Più recentemente, anche i saloni di bellezza sono stati vietati. Per quelle donne che continuano a mostrare il viso, la pressione è in aumento.
Testimoni in Afghanistan riferiscono che forze di polizia morale sono state dispiegate nelle principali città, agendo su direttive del Ministero della Moralità e della Prevenzione del Crimine dei talebani.
Inoltre, i talebani hanno emesso un'ordinanza che vietava ai tassisti, ai conducenti di risciò e agli autisti di altri veicoli per il trasporto di passeggeri di trasportare donne senza velo all'interno della città.
| Le donne afghane continuano a lottare per i propri diritti. (Fonte: Getty Images) |
Secondo un funzionario del Ministero della Moralità e della Prevenzione del Crimine, Akif Mohajer ha dichiarato ai media: "Ogni volta che le donne escono, devono essere accompagnate da un uomo".
"Quando le donne si spostano in città, nessun uomo è autorizzato a sedersi accanto a loro, e devono indossare un velo che copra completamente il capo, in conformità con le norme islamiche."
Tuttavia, le normative relative a ciò che costituisce un "velo islamico" non sono chiaramente definite. Dina, una donna di Herat, ha raccontato di essere stata ripetutamente fatta scendere dai risciò e insultata per aver indossato un cappotto lungo e un velo invece di un velo che coprisse tutto il corpo.
Il signor Mirza, un autista di Kabul, ha confermato che i talebani lo avevano ripetutamente avvertito di non trasportare donne senza velo o copricapo.

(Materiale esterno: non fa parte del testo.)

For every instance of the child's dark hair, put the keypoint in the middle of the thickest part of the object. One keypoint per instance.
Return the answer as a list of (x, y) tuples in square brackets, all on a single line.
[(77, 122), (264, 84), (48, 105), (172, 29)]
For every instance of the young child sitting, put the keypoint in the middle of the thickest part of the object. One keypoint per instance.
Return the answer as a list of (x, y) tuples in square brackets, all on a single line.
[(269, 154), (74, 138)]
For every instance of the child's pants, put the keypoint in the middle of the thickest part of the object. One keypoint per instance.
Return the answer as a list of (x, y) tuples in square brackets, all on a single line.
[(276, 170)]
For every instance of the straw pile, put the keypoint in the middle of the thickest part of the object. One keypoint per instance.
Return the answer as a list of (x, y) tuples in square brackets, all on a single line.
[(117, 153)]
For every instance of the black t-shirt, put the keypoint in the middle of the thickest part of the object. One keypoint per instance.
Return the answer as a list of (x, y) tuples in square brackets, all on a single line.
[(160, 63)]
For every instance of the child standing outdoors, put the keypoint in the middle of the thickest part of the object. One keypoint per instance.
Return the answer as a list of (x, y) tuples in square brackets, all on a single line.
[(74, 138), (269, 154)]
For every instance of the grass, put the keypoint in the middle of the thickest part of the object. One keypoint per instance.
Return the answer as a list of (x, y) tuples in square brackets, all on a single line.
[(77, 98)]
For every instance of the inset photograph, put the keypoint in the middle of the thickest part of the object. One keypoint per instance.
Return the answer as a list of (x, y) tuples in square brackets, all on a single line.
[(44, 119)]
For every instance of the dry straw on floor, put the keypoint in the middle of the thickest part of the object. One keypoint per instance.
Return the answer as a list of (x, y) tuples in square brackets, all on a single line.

La mancata osservanza di tale avvertimento avrebbe comportato punizioni e il ritiro della patente di guida.
Limitare l'accesso delle donne ai luoghi pubblici.
Secondo Marof Arwin, fondatrice di un'organizzazione di assistenza per donne e bambini, lo scopo principale di queste normative è quello di allontanare le donne dalla vita pubblica.
Ha dichiarato: "Con queste recenti misure repressive, i talebani hanno dimostrato di continuare ad attuare le politiche adottate agli inizi del loro governo. Tuttavia, a differenza di prima, l'esclusione delle donne dalla società viene ora perpetrata in modo concreto e sistematico".
Durante il primo periodo al potere dei talebani, dal 1996 al 2001, il loro regime era noto per il disprezzo che nutriva per le donne. Queste ultime erano costrette a coprirsi completamente in pubblico, non potevano uscire di casa senza essere accompagnate da un uomo e veniva loro persino negato l'accesso a medici uomini, con la conseguenza che molte malattie rimanevano non curate.
Gli esperti avvertono che i talebani mirano a riportare l'Afghanistan al suo stato precedente, a prescindere dalle conseguenze.
Nel febbraio 2022, i talebani annunciarono che alle studentesse di medicina non sarebbe stato permesso di sostenere gli esami finali. Nel dicembre 2022, il governo vietò alle donne di frequentare le università.